Shesa masih juga terdiam, tidak mejawab, tetap mendengarkan. Hanya karena Chocolate Cream Chip pribadinya langsung terbaca oleh Rama. Sial! Rama terlalu pandai membaca gerak tubuh, batin Shesa berteriak. Tapi hanya senyum yang dapat dia tampilkan di depan Rama.

“Mau tukeran minuman nggak?”

Shesa mencari mata Rama, tertarik dengan apa yang ditawarkan. Bertukar minuman? Dan ini akan menjadi kopi pertamanya di dunia. Shesa tidak pernah meminum kopi sebelumnya, bahkan memakan permen Kopiko dia tidak pernah. Tidak tertarik dengan warna pekat pada kopi.

Shesa mengangguk, berdebar menunggu kopinya yang pertama.

“Satu Espresso Machiatto dan satu Chocolate Cream Chip.” Suara Patra membuyarkan lamunan Shesa. Minuman berwarna hitam itu tercium dengan jelas.

Rama nyaris tertawa melihat ekspresi Shesa yang terpukau melihat minuman yang kini menjadi miliknya. Dengan santai Rama mengambil Chocolate Cream Chip-nya, “Yuk!” Ajak Rama kepada Shesa untuk keluar, duduk di smoking area Starbucks.

Sesampainya di tempat duduk, Rama masih tersenyum melihat Shesa yang kebingungan dengan minumannya.

“Kamu tau nggak asal muasal kata Kopi?”

Shesa menggeleng dan melemparkan senyumnya, dia belum juga mencoba Espresso Machiatto.

Kopi itu berasal dari bahasa Arab, qahwah, kemudian mengalami perubahan menjadi kahveh di Turki. Dan akhirnya menjadi koffie di Belanda.”

“Arab? Wow, sekarang aku jadi tau kenapa namanya Arabika.” Komentar Shesa, terpukau dengan penjelasan Rama.

“Iya, bener. Kopi Arabika, kopi terbaik, hahaha.” Jawab Rama sambil menyeruput Chocolate Cream Chip-nya. “Oh iya, aku lupa. Qahwah itu artinya kekuatan dalam bahasa Arab.”

“Kekuatan?”

“Iya, aku juga nggak tau, kenapa kopi dibilang kekuatan. Tapi yang aku tau, kopi itu bisa menurunkan risiko penyakit kanker, jantung, dan diabetes, loh.” Lanjut Rama masih menjelaskan.

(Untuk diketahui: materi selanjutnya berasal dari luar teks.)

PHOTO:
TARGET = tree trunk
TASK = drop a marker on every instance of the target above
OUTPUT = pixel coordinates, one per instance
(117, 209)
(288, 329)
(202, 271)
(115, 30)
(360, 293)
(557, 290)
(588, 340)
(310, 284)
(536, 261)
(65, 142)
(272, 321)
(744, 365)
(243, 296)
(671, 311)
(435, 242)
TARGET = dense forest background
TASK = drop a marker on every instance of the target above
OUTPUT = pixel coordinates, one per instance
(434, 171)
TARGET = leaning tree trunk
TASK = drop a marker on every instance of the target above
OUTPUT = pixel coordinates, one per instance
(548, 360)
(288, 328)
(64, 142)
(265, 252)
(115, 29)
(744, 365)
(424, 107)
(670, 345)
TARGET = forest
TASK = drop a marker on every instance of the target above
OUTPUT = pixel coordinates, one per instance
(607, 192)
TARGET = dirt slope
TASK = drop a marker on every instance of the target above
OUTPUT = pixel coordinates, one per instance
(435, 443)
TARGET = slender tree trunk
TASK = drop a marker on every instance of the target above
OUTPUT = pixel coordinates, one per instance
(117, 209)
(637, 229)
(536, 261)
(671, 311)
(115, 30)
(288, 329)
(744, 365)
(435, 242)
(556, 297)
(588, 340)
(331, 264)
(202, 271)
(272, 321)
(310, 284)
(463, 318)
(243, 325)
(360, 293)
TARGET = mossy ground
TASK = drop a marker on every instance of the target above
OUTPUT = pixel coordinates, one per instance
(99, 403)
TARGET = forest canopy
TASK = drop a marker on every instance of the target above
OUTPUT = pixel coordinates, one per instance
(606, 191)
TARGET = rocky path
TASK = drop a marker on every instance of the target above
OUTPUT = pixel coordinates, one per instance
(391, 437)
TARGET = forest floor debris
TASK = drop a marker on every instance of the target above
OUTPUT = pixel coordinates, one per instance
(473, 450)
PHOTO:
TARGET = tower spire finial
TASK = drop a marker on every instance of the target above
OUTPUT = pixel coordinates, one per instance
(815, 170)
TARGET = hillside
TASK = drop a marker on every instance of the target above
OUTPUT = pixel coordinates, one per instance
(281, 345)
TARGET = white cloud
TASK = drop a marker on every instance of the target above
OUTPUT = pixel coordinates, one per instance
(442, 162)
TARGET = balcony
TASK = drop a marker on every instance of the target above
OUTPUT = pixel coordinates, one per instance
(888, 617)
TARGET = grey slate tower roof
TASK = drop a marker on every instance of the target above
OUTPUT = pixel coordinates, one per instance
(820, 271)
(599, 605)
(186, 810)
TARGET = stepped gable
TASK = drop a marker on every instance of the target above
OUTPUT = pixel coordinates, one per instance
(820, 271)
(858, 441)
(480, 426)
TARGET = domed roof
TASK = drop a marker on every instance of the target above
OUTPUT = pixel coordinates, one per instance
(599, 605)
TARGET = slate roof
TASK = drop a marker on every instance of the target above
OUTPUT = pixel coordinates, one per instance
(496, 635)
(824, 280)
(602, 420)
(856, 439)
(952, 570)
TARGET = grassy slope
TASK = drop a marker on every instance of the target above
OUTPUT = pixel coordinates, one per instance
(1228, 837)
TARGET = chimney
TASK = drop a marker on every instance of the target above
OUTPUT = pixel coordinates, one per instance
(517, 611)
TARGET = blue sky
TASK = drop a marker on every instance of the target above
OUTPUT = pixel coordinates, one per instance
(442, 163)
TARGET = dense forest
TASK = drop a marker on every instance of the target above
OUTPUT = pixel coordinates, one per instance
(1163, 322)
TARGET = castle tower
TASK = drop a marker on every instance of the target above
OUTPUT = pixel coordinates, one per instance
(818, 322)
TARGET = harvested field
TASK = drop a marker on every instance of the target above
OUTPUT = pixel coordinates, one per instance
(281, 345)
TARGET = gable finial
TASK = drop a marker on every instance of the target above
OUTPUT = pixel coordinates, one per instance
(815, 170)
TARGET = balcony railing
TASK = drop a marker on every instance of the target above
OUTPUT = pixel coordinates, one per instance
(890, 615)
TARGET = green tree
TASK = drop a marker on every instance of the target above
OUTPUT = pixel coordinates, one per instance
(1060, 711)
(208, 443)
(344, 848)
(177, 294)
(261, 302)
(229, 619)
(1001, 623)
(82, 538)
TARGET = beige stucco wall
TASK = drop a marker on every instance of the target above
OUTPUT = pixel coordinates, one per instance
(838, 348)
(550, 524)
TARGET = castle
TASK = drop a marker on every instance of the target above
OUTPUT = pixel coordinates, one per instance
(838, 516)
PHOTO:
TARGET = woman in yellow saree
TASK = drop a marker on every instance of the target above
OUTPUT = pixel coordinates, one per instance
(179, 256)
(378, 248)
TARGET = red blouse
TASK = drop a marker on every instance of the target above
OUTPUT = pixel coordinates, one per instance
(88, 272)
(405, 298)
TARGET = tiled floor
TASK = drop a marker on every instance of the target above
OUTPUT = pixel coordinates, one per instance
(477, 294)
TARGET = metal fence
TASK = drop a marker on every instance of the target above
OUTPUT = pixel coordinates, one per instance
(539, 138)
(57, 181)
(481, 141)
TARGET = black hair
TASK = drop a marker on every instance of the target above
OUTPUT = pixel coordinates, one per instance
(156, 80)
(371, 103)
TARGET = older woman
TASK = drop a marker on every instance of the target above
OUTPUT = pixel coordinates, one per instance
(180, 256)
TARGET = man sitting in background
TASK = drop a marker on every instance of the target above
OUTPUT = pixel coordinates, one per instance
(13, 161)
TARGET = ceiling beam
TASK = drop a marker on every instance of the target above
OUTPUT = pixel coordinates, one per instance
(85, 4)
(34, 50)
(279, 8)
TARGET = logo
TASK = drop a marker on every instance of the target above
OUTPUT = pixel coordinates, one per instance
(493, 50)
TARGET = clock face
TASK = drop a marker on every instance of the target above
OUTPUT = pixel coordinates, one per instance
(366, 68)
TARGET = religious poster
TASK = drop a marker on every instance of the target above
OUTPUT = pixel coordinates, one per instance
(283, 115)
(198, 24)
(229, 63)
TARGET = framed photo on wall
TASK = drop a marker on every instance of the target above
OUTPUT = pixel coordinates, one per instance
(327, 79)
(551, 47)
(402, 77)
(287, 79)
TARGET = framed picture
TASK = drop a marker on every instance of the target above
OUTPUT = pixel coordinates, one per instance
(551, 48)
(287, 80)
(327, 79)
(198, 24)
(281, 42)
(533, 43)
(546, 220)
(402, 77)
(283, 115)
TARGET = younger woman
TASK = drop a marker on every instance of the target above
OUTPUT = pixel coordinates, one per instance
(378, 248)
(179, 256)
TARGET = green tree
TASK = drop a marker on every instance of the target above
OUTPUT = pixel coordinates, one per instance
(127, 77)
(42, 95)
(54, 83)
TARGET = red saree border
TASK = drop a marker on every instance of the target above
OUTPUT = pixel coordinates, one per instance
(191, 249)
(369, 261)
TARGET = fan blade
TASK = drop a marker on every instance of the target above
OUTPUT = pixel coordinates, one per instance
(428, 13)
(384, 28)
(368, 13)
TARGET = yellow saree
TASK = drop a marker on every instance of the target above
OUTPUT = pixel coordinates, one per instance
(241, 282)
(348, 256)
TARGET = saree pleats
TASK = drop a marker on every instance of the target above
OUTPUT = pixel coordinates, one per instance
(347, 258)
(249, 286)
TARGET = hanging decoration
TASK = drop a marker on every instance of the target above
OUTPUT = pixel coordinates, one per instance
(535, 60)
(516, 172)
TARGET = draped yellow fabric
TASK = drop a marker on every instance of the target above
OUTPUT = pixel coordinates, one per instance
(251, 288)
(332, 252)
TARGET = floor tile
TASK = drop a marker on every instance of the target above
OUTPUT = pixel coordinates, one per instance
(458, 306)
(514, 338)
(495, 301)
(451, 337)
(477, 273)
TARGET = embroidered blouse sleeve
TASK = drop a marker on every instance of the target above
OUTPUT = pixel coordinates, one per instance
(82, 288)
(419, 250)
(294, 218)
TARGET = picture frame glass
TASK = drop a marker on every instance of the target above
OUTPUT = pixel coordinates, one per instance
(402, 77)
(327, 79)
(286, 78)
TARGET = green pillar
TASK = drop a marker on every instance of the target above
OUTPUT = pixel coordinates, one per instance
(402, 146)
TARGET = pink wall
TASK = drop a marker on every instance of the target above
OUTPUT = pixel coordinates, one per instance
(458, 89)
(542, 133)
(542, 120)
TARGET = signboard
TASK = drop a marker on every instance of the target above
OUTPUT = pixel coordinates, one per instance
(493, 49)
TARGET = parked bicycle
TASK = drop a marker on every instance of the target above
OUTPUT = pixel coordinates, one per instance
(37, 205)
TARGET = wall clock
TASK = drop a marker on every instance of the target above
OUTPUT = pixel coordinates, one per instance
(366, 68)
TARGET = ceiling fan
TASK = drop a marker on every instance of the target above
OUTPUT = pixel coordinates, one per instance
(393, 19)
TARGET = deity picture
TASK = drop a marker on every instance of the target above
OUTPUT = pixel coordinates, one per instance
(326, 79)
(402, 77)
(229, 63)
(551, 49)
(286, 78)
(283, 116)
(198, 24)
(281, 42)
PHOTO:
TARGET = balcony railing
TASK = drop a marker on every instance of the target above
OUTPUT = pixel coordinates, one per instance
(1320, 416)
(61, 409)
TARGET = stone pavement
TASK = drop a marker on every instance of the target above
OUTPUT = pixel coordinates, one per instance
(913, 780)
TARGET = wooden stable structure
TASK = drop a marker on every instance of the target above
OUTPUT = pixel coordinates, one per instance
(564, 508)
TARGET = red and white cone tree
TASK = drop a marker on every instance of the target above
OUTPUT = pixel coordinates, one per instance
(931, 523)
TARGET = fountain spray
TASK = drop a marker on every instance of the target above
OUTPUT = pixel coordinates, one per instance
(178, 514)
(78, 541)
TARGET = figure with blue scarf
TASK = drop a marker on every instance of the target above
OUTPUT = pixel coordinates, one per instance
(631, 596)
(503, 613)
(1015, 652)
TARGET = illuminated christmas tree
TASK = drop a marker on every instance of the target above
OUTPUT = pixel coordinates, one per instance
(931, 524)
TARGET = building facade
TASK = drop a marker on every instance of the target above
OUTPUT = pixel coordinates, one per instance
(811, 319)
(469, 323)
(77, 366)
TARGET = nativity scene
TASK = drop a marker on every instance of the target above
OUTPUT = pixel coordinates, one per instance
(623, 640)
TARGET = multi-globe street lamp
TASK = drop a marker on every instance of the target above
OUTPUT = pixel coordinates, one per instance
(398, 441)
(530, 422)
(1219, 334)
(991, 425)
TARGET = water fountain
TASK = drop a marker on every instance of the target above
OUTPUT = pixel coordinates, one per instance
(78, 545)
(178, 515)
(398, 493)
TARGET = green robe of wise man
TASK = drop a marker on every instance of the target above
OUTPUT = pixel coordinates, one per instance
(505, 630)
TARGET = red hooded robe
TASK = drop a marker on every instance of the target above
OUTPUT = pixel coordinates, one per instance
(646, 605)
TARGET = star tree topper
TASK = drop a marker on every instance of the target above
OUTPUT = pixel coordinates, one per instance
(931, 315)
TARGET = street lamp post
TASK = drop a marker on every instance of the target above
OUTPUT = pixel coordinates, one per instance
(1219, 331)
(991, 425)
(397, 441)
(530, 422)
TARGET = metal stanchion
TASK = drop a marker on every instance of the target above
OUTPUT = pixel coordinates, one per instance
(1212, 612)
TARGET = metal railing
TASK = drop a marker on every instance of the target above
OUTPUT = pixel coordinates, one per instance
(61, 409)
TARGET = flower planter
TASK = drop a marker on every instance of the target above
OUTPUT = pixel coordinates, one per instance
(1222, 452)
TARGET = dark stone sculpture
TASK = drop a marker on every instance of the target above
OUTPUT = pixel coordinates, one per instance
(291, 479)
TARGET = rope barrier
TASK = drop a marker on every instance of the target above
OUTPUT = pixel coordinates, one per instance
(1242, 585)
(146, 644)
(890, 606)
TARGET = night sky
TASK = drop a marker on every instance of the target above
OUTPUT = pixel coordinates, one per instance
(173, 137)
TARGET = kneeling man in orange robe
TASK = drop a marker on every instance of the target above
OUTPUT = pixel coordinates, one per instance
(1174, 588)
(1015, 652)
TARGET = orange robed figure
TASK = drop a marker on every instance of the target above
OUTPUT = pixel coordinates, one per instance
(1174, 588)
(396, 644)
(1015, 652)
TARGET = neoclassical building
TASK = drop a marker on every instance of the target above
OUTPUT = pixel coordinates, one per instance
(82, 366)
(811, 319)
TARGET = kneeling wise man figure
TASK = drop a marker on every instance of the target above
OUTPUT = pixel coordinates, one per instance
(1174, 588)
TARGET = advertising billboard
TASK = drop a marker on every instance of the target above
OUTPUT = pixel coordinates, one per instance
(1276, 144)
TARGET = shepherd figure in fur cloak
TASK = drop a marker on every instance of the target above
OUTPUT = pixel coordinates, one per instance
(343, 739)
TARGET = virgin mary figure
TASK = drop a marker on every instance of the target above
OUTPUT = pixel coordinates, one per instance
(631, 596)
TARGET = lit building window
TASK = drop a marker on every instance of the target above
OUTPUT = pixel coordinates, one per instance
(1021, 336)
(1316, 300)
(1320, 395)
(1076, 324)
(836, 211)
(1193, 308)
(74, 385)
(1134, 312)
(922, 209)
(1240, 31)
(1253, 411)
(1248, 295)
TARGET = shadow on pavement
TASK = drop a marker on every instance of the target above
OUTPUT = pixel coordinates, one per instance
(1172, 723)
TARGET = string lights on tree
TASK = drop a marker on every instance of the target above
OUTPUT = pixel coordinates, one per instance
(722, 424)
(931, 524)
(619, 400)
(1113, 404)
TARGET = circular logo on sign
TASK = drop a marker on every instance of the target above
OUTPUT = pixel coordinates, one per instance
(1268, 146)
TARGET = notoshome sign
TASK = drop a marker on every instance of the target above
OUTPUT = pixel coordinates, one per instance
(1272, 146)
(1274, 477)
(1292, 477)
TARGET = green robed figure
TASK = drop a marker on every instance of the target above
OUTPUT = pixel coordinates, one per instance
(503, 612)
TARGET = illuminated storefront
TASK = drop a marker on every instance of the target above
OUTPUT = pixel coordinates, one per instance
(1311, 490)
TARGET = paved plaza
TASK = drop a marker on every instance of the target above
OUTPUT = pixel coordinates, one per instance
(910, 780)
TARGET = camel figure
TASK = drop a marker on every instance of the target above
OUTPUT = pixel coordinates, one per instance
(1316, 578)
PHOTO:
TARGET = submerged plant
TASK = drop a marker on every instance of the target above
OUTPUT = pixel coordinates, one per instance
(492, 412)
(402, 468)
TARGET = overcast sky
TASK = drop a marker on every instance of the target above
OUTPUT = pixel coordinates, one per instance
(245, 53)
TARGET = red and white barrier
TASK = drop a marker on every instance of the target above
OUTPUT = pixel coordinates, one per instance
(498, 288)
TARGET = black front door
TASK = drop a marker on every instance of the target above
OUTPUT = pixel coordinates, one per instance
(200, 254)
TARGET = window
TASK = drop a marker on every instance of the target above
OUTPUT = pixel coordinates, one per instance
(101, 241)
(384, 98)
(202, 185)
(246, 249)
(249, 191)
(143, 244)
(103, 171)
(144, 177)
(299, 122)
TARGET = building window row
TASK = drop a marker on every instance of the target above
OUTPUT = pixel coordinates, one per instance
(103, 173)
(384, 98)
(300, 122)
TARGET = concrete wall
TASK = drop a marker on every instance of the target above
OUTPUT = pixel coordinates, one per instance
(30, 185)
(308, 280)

“Oke oke, cukup iklannya. Aku cobain, nih. Kamu do’ain dong.”

“Hahaha! Iya iya, silakan.”

Dan akhirnya Shesa menyeruput sedikit cairan yang berada di cangkirnya. Rama menunggu, kali ini dia ikut berdebar.

“Enak!” Kata Shesa akhirnya.

Dan Rama tertawa terbahak-bahak. Shesa ikut tertawa, awal tahun yang menyenangkan, mencicipi kekuatan, dan memiliki kekuatan untuk mencoba hal baru.